Lesson 9: Derivative as a function

# Connecting f and f' graphically

More practice with the relationship between the graph of a function and the graph of its derivative. Created by Sal Khan.

## Want to join the conversation?

• Is it true that if you keep on taking the derivatives of a formula, and graphing the derivative, and then the derivative of that, and then the derivative of that, of a wavy line, the amplitude will continue to decrease and the frequency will continue to increase?
• The effect of repeatedly taking derivatives depends on the nature of the function. Repeatedly taking derivatives of polynomials wipes them out, as the highest order term keeps getting reduced until it becomes a constant and then zero. Repeated derivatives of sine or cosine wrap around in a cycle every four times: sin, cos, -sin, -cos, and back to sin. For hyperbolic sine and cosine the cycle is just two: the derivative of sinh is cosh, and the derivative of cosh is sinh. Most impressive of all, e^x is its own derivative, so that no matter how many times you take the derivative you keep getting the same thing, e^x.
• Sorry that was bad phrasing, my english is not very good.

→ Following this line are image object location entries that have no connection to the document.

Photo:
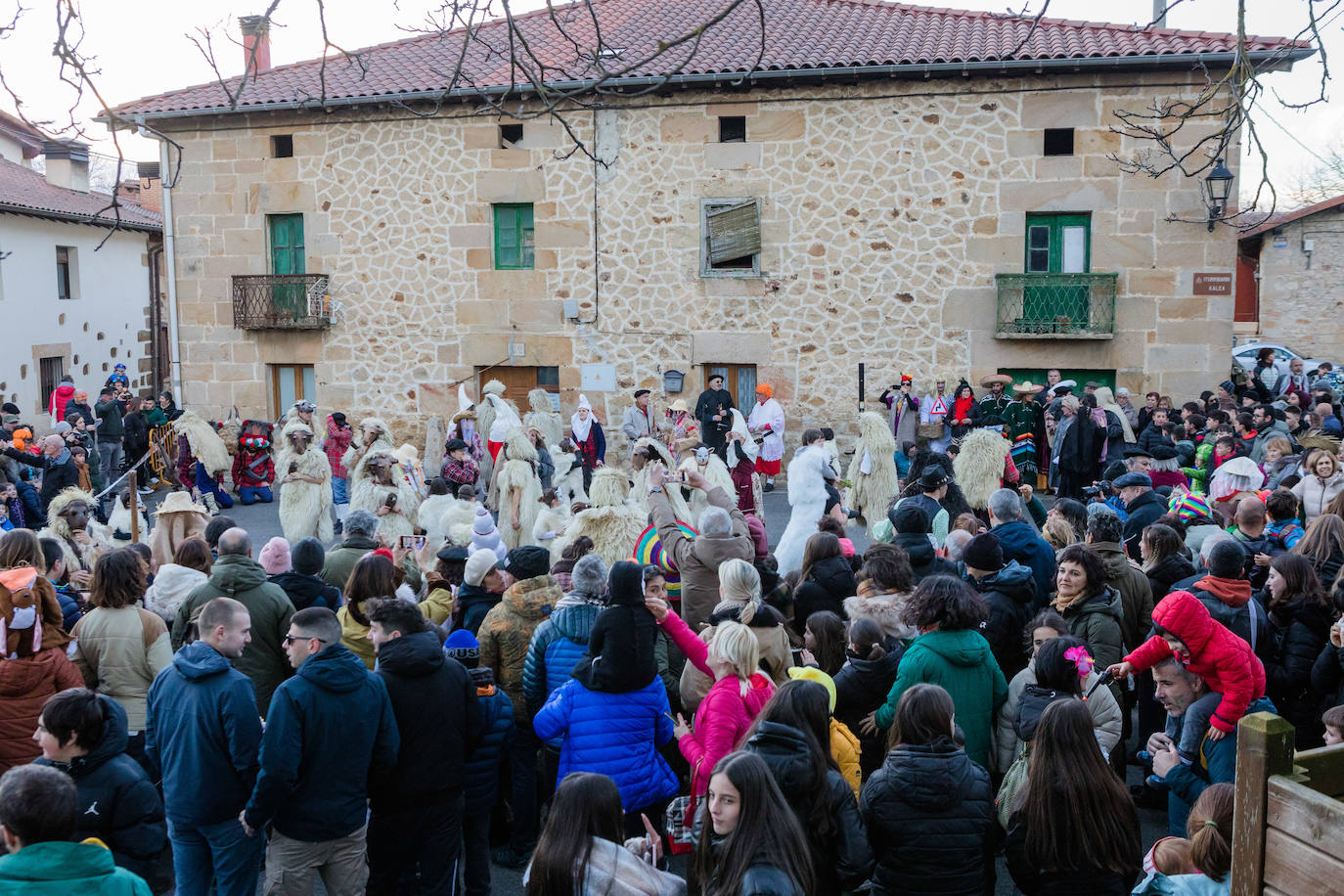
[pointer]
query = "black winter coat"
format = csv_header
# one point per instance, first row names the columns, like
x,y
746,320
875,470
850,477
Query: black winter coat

Let me rephrase it. I noticed that when the derivative of y=f'(x) is graphed, it has the same x intercepts as y=f(x). Is this a coincidence or is it a theorem? Can anyone please explain or link me? Thanks! :)
• Here, it's actually just a coincidence. When the second derivative (derivative of the derivative) touches the x-axis, the derivative of the function usually goes from decreasing to increasing or vice versa. In this graph, that just seems to happen at the x-intercepts of f(x). Since at the x-intercepts of f(x), the graph's speed goes from increasing to decreasing or vice versa, the x-intercepts of f(x) and the x-intercepts of the second derivative of f(x) are the same. This is just a coincedence, though, and won't always happen.

I hope this helps!
• Has anyone clearly understood why the green function cannot be f(x) and yellow function, f'(x)?
I think that I repeatedly played the video, but my confusion is not cleared.

Thanks.
• for a function to be f'(x) it should denote the slope of f(x) at that value of x . Consider the part to the extreme left. The slope of the green function is positive but at that value of x the value of the yellow function is negative. So The yellow function cannot be f'(x) . Now, the slope of the yellow function is clearly depicted by the green function so the green function has to be f'(x) and f(x) has to be the yellow function
• at Sal says that the derivative of f(x) should be going downwards or decreasing how did he know that from "eyeballing" it?
I thought the derivative would be positive whenever the function was sloping upwards.u.. but I guess not :(
• Be careful.
You are correct that f '(x) is positive for the whole left side of f(x) where the slope is positive (so say for x values -10 to -4). But f '(x) is only "increasing" from -10 to around -7.5. It's difficult to see on the curve for f(x) but obvious looking at f '(x).

If you were to get the slope of f(x) at the far left it would be increasing 1, 2, 3 and peaking at 4 around x = -7.5. Then decreasing to 3, 2, 1, 0. Note that those decreasing values 3, 2, 1 are still positive. Again its not easy to see just looking at f(x) but the graph of f '(x) makes it clear.

Hope that helps!
• Sal, where can I get the derivative intuition module?
• Do a sreach in the KA searchbar for "derivative intuition module".
• If you equate the derivative to zero, does that mean that the function would change direction?
• Is the slope of the tangent line (derivative) of a point on f(x), the the value of the point on the graph of f '(x) or is it the slope at that point on f '(x)?
• How can you say that the slope of the tangent is 2-half?